Tragödie mit 852 Toten Auch 25 Jahre nach «Estonia»-Untergang bleiben quälende Fragen

dpa

28.9.2019

Eine undatierte Aufnahme des Unglücksschiffs «Estonia».
Eine undatierte Aufnahme des Unglücksschiffs «Estonia».
Archivbild:  Keystone/EPA

Vor 25 Jahren ist die «Estonia» auf ihrem Weg über die Ostsee versunken. 852 Menschen kamen ums Leben. Wie die Staaten reagierten, löst bei Überlebenden und Angehörigen bis heute Kopfschütteln aus.

Die Erinnerungen von Anders Eriksson an die schreckliche Fahrt mit der Ostseefähre «Estonia» sind auch nach 25 Jahren nicht verblichen. Sein Arbeitskollege mit den beiden Tickets für die Fähre. Das Sightseeing in Tallinn, bevor es zurück nach Stockholm gehen sollte – und dann die beiden plötzlichen lauten Knalle auf der Fähre nach Mitternacht.

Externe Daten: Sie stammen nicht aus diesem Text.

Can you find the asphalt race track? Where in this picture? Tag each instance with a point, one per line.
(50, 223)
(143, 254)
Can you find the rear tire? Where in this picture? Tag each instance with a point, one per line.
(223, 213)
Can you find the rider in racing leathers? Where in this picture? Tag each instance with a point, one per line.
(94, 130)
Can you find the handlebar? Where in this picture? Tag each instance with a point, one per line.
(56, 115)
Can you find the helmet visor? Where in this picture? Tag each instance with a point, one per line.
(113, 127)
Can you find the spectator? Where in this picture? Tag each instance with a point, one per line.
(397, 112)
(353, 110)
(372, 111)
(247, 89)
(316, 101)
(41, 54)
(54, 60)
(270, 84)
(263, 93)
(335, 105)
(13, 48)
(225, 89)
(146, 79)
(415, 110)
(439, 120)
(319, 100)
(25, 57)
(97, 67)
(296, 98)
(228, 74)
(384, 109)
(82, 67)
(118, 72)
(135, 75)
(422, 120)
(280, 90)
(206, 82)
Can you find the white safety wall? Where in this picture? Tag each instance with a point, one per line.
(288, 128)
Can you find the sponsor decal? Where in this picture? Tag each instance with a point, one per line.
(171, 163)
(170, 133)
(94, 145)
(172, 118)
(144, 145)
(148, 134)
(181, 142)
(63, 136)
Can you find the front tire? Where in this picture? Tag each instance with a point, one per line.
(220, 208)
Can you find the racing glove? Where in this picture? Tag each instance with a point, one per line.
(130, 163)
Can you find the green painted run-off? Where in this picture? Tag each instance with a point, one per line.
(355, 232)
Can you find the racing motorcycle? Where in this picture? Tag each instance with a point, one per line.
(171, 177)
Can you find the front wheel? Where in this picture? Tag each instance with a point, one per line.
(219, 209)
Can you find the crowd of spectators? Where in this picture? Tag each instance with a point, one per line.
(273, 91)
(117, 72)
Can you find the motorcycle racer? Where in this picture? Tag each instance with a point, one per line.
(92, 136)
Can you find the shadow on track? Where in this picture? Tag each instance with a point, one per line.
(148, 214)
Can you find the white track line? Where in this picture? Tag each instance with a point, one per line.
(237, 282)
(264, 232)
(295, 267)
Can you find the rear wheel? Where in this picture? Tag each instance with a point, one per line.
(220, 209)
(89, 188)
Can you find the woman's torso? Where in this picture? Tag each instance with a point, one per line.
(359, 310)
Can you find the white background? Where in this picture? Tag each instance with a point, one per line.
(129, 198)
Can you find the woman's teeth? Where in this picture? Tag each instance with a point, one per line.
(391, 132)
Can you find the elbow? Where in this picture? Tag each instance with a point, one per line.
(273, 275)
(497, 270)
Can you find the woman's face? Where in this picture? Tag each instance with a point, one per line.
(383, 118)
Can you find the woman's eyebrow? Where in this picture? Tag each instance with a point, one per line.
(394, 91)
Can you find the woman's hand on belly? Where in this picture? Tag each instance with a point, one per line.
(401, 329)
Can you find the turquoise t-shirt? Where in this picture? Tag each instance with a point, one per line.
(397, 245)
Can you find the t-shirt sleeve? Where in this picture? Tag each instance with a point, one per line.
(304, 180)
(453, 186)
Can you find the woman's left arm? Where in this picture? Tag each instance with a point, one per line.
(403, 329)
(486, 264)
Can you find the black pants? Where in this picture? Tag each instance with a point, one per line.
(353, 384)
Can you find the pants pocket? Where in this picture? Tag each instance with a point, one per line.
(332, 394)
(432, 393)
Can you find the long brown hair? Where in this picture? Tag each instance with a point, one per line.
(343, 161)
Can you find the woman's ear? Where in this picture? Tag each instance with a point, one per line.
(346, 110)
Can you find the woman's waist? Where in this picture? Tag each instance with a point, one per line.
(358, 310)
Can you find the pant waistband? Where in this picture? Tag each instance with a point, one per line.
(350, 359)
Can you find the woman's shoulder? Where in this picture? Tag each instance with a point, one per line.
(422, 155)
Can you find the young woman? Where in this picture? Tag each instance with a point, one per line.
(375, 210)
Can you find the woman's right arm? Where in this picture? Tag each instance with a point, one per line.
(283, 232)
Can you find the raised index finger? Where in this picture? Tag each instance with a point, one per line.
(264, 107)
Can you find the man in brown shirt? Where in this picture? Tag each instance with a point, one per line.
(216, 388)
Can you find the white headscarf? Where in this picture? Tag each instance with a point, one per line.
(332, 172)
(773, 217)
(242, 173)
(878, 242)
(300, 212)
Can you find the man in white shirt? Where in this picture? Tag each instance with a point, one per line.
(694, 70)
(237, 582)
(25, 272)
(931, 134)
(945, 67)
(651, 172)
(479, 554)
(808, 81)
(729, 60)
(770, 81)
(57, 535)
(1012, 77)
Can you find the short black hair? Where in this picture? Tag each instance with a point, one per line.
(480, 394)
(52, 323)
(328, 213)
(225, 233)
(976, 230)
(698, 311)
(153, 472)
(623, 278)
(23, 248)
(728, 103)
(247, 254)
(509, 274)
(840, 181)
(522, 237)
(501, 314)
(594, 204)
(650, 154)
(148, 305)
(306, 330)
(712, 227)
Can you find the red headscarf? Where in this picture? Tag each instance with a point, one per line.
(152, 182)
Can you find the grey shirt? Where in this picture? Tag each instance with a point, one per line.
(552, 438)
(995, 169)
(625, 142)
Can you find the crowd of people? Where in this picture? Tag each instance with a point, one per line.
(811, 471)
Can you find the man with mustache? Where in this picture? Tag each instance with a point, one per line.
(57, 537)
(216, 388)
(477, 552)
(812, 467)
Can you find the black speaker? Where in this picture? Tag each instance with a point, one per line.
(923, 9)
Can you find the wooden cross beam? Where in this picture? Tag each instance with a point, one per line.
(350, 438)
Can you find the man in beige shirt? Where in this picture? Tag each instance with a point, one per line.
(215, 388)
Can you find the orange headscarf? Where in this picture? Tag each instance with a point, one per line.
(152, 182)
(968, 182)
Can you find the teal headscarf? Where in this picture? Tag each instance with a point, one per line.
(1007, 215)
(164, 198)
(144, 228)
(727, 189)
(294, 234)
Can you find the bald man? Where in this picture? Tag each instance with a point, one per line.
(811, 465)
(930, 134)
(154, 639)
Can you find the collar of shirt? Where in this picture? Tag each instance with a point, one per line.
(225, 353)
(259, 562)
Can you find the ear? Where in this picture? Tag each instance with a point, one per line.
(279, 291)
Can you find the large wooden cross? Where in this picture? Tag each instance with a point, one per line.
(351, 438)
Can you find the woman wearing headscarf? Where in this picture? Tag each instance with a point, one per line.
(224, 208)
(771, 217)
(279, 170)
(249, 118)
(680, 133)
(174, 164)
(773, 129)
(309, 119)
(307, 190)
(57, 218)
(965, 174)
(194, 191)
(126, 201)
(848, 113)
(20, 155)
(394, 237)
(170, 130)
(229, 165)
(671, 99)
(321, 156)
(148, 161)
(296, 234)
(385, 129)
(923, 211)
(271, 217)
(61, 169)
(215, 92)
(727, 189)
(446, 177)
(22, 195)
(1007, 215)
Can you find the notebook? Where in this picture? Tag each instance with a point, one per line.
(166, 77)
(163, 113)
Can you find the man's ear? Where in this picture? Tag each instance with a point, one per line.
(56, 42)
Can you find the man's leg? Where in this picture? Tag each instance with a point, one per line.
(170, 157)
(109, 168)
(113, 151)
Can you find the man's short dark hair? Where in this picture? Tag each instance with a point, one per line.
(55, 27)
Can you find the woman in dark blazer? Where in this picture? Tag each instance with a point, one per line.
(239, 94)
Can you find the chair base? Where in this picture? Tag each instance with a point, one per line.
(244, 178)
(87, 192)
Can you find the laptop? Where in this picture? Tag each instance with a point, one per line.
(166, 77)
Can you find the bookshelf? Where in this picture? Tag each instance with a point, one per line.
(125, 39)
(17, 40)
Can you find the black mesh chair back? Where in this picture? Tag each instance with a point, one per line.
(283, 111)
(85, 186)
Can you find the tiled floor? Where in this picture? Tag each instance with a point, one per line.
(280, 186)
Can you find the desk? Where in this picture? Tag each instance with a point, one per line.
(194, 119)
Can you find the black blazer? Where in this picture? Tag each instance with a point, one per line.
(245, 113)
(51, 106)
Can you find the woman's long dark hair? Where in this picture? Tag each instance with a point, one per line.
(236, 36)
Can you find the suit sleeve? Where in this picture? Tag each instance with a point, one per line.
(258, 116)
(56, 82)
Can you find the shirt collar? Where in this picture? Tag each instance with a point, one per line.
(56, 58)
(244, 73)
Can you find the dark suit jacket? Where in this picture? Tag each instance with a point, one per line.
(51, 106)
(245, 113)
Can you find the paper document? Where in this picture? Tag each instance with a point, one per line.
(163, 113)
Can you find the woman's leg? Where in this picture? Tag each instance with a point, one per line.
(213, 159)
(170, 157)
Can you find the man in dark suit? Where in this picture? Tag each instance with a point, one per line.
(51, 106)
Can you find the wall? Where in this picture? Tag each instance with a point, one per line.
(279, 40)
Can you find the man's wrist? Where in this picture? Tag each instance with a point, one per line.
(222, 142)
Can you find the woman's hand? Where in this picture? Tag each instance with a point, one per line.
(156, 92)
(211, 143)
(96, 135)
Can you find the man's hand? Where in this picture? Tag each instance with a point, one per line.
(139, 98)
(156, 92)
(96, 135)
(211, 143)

Die dramatischen Minuten, in der sich die «Estonia» immer mehr zur Seite neigte. Der Sprung ins Wasser und das stundenlange Ausharren auf See, während das Schiff bereits gen Meeresgrund sank. Dann die Rettung per Helikopter. «Ich kann mich noch ziemlich gut an diesen ganzen Vorfall erinnern. Das sitzt ziemlich tief.»

Die Fähre wurde zum Massengrab

Auch ein Vierteljahrhundert nach dem Untergang kann der heute 70-jährige Schwede eine Geschichte erzählen, die einem noch immer Tränen in die Augen treibt. Eriksson und sein Kollege waren zwei von 989 Menschen, die am Vorabend des 28. Septembers 1994 mit der «Estonia» in Tallinn, der Hauptstadt von Estland, mit Kurs auf Stockholm in See stachen. Doch in Schweden kamen sie niemals an: In der Nacht drang auf halber Strecke plötzlich Wasser in das Schiff ein.

Wie genau es dazu kam, darüber wird seit Jahren gestritten. Bei Sturm und aufgewühlter See bekam die «Estonia» Schlagseite und sank schliesslich innerhalb von nur knapp einer Stunde – und mit ihr Hunderte Menschen.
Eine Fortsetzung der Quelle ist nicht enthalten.